Garnesk rose to his feet and laid a friendly hand on my arm.

“As soon as I’ve seen what this place looks like at a quarter-past four to a quarter-past five in the afternoon I shall leave you.”

“But – good heavens, man!” I cried, aghast, “you won’t leave us like that. We hoped for so much from your visit. You can’t realise, man, what it may mean to – to us all! You see – ”

“My dear chap,” said my companion, cutting me short with a laugh, “it is just because I do realise that my presence here may be dangerous to Miss McLeod that I propose to leave.”

“Dangerous to her?” I gasped. “What on earth do you mean now?” The whole world seemed to have taken leave of its senses, and I mentally vowed that I should wire for Dennis first thing in the morning.

“I say that because her dog has been drugged and taken away.”

“But some fool of a poacher was responsible for that!” I cried.

My companion looked at me thoughtfully as he puffed at his pipe.

“I was the cause of the dog’s disappearance,” he said quietly.

“I see what you’re driving at,” I said. “You pretended to steal the dog because you were afraid Myra would make overwhelming objections to your vivisecting him, or whatever you want to do. Of course, now I see you would be the only person about Invermalluch Lodge likely to have chloroform. But even then I don’t see what you mean by saying that your presence here would be dangerous to Miss McLeod.”

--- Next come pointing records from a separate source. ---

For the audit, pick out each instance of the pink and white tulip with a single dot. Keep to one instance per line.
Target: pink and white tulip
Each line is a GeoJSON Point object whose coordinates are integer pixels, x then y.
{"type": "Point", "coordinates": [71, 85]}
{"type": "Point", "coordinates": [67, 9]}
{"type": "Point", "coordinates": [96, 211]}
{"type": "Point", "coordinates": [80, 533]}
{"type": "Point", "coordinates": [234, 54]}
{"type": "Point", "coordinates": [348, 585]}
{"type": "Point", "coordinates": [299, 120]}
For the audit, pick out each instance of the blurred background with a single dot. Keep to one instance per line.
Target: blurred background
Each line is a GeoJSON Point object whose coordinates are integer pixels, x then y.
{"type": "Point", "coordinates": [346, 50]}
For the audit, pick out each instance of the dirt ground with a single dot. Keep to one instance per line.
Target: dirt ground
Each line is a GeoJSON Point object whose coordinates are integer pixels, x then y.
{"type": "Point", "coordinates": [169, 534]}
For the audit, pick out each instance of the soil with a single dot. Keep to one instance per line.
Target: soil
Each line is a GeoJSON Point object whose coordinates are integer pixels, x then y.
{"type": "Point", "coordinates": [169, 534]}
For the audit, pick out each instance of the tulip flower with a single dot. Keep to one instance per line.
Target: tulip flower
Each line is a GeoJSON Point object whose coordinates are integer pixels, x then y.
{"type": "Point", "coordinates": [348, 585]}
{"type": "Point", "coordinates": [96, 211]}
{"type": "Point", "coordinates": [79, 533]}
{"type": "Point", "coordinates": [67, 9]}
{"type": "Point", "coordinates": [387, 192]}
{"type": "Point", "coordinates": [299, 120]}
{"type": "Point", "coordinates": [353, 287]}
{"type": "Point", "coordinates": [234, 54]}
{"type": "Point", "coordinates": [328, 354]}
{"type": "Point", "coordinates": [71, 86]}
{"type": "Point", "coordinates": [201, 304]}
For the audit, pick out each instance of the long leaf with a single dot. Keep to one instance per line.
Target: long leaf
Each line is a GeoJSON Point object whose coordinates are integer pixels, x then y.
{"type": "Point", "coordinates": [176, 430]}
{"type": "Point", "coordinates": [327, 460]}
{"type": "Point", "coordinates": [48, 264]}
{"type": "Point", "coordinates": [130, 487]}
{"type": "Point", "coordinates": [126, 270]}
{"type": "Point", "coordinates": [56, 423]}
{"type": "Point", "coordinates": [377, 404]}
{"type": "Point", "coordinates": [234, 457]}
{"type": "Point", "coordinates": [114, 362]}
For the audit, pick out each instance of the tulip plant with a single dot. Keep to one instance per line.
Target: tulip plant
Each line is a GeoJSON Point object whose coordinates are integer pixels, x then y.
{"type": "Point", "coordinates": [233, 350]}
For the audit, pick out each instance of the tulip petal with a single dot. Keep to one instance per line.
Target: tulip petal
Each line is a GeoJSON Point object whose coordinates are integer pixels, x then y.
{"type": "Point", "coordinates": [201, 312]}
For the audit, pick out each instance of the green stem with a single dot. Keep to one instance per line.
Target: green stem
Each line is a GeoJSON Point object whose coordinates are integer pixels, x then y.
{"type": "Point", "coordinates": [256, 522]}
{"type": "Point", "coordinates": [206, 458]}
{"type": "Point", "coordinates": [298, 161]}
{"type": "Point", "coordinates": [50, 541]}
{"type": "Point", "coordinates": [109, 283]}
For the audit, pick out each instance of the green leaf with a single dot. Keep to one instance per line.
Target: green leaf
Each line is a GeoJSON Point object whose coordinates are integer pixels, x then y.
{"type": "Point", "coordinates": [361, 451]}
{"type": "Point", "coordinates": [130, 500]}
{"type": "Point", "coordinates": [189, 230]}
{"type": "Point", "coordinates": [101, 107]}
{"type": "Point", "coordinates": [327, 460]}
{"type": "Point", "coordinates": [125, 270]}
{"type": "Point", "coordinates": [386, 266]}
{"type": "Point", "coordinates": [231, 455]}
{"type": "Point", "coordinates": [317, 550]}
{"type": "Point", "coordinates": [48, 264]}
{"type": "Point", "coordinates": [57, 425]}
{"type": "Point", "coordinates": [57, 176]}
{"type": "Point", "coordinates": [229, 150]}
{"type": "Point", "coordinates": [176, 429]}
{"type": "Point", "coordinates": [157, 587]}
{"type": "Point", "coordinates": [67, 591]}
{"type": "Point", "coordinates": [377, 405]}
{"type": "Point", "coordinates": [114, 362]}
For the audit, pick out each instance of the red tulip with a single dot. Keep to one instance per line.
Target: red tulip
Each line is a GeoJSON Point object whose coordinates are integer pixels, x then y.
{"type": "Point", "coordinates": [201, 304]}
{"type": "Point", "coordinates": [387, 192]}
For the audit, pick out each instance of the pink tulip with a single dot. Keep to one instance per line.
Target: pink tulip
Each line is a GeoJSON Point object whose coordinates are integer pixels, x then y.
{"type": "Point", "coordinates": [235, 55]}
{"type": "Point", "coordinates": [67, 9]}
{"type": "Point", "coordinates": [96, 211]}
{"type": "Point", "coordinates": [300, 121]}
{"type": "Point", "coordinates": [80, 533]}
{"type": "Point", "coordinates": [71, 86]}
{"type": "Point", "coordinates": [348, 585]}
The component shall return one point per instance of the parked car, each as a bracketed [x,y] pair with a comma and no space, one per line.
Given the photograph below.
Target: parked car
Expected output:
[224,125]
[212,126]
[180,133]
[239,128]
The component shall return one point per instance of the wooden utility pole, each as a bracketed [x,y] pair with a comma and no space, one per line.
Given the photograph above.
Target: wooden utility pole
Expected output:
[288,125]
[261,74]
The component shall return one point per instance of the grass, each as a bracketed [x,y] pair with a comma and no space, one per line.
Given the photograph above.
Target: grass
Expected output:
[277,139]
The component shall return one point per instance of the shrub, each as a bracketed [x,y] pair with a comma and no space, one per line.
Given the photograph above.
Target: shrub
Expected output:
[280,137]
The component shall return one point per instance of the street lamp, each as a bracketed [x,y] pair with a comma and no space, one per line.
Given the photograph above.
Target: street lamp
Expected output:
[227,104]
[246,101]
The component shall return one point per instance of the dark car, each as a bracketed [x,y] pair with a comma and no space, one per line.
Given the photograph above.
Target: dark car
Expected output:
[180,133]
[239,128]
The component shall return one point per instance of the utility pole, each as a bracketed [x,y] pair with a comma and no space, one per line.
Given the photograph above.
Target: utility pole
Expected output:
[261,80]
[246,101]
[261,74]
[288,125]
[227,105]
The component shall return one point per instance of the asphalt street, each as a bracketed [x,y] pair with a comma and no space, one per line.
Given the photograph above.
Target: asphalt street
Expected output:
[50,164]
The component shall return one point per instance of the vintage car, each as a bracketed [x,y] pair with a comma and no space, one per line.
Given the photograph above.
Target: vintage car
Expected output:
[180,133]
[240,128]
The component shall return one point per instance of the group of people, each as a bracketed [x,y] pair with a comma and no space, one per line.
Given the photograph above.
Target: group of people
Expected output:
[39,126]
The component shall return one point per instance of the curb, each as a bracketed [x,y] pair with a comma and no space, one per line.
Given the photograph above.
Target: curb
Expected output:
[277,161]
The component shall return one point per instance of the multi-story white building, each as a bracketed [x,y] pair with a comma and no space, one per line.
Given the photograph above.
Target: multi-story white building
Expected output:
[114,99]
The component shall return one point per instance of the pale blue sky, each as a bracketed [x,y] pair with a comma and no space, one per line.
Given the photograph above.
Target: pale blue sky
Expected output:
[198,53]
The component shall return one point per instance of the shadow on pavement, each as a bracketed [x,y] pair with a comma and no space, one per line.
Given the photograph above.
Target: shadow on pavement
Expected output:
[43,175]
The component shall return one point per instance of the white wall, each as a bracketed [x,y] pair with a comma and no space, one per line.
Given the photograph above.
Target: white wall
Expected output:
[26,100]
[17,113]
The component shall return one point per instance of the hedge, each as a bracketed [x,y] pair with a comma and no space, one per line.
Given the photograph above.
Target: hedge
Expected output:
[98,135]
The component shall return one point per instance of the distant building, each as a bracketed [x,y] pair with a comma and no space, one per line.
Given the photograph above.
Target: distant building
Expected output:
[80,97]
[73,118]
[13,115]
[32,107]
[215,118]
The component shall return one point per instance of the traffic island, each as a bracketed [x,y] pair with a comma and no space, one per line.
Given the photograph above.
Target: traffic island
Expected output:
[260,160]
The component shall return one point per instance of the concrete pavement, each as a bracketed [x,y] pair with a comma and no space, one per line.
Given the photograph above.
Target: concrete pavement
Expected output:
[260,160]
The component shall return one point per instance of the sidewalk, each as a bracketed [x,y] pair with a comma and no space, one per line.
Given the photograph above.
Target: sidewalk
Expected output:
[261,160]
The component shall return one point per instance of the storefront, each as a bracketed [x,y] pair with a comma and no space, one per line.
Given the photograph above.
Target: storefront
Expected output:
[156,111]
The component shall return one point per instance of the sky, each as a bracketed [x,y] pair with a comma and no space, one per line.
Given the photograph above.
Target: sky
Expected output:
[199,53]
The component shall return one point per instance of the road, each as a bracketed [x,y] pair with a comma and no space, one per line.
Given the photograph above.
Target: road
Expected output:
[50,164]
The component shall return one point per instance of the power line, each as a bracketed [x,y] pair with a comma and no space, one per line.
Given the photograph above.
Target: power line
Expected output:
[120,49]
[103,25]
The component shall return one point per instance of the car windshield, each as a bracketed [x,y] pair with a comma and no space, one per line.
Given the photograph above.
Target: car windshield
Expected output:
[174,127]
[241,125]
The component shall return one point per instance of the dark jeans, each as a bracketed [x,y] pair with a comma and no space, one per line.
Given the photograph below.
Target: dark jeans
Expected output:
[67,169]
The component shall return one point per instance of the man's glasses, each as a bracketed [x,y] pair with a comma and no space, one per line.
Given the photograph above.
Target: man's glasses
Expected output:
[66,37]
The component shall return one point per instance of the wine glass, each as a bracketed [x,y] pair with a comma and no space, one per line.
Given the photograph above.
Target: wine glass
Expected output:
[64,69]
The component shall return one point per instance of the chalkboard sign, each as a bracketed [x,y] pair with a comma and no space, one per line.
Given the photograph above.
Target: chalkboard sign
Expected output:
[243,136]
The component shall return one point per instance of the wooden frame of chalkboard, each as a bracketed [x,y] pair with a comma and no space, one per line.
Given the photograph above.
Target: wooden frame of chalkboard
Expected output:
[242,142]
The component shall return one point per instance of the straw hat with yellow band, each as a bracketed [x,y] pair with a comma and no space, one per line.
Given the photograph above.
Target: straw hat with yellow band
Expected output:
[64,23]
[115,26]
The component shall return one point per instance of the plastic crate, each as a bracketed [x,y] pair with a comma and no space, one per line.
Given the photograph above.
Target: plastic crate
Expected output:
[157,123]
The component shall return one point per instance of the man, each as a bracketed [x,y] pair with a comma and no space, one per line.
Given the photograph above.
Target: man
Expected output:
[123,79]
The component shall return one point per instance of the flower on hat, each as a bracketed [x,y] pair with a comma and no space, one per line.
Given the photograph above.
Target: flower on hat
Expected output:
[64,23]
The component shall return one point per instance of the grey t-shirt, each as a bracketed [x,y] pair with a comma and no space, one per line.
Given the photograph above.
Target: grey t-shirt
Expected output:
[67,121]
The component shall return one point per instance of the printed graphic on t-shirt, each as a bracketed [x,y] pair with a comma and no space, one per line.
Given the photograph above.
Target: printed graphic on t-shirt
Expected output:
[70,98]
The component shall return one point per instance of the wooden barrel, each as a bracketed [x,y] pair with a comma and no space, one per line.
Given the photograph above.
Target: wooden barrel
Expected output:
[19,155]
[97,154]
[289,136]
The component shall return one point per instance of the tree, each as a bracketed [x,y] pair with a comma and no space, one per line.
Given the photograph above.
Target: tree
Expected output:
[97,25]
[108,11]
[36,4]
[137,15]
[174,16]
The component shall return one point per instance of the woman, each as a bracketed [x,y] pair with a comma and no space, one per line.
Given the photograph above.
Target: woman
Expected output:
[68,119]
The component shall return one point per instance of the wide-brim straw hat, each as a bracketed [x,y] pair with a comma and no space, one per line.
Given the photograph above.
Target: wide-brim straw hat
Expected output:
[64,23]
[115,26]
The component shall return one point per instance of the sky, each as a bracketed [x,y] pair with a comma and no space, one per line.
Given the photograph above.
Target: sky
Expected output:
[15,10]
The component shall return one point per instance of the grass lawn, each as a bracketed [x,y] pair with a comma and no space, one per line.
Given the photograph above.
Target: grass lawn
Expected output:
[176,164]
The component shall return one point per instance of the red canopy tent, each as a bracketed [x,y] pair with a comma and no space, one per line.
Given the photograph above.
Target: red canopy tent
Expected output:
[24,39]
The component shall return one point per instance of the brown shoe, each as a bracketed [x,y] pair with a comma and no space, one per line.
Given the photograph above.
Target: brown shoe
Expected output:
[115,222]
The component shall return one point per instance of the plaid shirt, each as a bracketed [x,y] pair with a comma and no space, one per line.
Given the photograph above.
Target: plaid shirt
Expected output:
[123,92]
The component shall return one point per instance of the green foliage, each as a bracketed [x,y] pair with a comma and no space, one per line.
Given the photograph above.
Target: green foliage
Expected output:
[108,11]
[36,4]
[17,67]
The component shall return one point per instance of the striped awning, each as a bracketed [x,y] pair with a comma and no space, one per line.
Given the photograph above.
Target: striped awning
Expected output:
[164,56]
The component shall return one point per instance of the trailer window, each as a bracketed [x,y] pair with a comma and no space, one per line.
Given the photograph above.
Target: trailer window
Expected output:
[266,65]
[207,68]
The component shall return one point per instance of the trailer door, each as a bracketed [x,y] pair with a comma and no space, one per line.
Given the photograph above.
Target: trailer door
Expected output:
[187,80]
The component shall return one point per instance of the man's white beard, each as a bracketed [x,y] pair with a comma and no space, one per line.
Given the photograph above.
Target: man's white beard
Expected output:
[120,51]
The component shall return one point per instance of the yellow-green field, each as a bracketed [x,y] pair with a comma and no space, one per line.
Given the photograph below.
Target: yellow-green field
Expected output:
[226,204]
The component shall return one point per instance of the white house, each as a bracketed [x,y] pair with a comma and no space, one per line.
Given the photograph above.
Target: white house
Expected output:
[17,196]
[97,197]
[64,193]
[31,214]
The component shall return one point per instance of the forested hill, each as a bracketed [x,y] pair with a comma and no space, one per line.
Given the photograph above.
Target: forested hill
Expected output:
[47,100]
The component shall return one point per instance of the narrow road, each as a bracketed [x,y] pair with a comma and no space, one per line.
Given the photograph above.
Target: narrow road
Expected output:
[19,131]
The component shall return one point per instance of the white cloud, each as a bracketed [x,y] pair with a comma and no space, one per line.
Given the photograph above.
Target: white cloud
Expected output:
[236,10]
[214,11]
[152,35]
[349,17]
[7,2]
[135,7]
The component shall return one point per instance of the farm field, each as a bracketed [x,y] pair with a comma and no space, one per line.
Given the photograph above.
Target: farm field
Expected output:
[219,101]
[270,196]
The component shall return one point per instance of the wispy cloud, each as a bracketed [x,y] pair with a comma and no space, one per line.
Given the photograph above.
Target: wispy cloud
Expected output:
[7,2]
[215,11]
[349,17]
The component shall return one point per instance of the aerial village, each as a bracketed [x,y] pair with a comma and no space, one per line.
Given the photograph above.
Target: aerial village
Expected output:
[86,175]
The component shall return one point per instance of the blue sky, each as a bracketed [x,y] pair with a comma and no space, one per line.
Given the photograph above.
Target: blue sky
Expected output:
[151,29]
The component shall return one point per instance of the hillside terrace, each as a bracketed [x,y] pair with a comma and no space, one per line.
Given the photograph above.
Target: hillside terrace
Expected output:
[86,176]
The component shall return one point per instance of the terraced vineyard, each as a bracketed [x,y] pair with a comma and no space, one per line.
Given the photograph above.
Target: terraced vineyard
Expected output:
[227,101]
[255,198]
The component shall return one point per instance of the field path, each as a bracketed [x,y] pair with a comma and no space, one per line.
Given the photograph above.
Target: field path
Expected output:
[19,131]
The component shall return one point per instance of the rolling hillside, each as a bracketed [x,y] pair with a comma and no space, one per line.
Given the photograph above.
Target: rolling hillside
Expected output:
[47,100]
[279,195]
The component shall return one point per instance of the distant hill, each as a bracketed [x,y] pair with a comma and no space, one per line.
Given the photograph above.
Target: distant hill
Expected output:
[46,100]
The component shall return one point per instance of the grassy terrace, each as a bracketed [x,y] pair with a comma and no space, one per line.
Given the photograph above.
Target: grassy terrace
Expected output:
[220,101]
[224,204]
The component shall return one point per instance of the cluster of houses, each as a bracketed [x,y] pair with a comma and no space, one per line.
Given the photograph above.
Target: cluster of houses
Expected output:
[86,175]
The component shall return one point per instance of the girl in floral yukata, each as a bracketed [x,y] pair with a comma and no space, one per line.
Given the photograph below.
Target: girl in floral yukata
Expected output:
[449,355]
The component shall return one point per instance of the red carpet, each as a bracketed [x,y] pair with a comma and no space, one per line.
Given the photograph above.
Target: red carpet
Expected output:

“That’s a very ingenious construction to put on my words, my dear fellow,” he said; “but in my mind I was relying on you to overcome my patient’s objections to any experiments that might be deemed advisable on her dog. I meant something much more serious than that. I have known you only a few hours, Mr. Ewart; but nobody need tell me you are anything of a fool, unless he wants a very flat contradiction. You are looking at this affair from a personal point of view – and no wonder, either. But if you were not so worried about your fiancée your brain would have grasped my point at once. That is why I want you to send for a friend.”

“I will,” I promised solemnly. “Now tell me – what did you mean?”

“When I said I was the cause of the dog’s disappearance, I meant that if I hadn’t arrived on the scene the dog would never have been touched. The dog was taken by someone who knew he was blind, who knew that I would experiment on him, and who was determined to get there first.”